Der Zusammenbruch ist ein innerer, da er die Identität des Betroffenen bis in den Grundstock seines Lebens erschüttert. Säulen, welche die Identität ausmachen, wie Beruf, Job, Beziehung, Freunde, soziales Umfeld, Zukunftspläne usw. sind mit einem Ruck alle angeknackst.

Gerade in dieser Phase wäre es besonders wichtig, dass der Betroffene, sowie sein familiäres Umfeld von geschulten und kompetenten Hepatologen, Neurologen, Psychologen, wenn nötig Psychiatern und Sozialarbeitern und Patientenorganisationen und Selbsthilfegruppen geführt, begleitet, aber vor allem ehrlich aufgeklärt wird.

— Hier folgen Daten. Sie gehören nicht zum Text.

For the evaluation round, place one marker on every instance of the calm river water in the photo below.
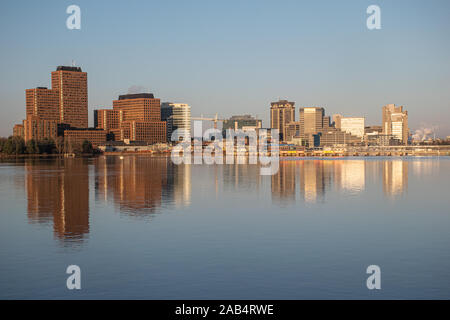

Die Miteinbeziehung fachlich kompetenter Personen und das Gespräch mit anderen Betroffenen sollte so früh wie möglich erfolgen. Auch wenn man den genannten Fachgruppen heute noch eher skeptisch gegenübersteht. Auch auf die Unterstützung der Angehörigen darf nicht vergessen werden, damit sie ihren Ängsten und Unsicherheiten entgegenwirken können.

Wichtig ist zu erkennen, dass das Leben viel mehr zu bieten hat, als Hepatitis C, auch wenn es manchmal nicht so scheint.